Other celebrations take place, although less formally and with less frequency:
- 'Entrudo' (locally, pronounced 'Antrudo'), or Carnaval (in English, Carnival), marking the beginning of Lent. Many traditions used to be associated to this day, mostly funny rituals such as pranks, music and dressing up (similar to Halloween nowadays). A human-like doll would be made of hay stuffed in clothes - the 'Entrudo' - and people, mostly young people, would walk the streets with funny costumes and carrying this figure - 'escorricar o entrudo' - followed by music and dance, and finally the burning of the entrudo. In the old days, Carnaval was known to be a day of good food amongst poorest families.

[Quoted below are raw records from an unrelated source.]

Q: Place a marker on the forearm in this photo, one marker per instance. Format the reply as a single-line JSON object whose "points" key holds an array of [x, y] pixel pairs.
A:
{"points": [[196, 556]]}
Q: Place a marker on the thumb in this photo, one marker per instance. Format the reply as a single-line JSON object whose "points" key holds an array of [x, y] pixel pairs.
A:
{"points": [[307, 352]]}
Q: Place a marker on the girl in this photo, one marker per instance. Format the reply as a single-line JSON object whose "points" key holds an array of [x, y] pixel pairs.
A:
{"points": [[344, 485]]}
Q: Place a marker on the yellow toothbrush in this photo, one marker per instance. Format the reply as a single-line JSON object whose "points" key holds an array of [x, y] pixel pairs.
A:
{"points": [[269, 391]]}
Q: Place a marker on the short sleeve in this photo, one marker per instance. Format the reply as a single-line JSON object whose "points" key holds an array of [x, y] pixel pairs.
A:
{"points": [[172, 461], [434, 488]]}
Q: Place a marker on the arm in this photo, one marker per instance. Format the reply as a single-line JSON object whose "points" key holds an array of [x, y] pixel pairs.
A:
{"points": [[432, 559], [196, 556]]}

- 'Sao Joao' (Saint John) on 24 June, usually for 'sardinhadas' (eating sardines), social gatherings, and entertainment. In the past, this would include the 'cascata de Sao Joao', a set of decorations such as small figures, flowers and plans, and other adornments.
- 'Sao Martinho' on 11 November and the traditional 'magustos', a Portuguese word that refers to a particular celebration during this time of the year involving eating roasted chestnuts around the fire, with social gatherings, drinking and entertainment.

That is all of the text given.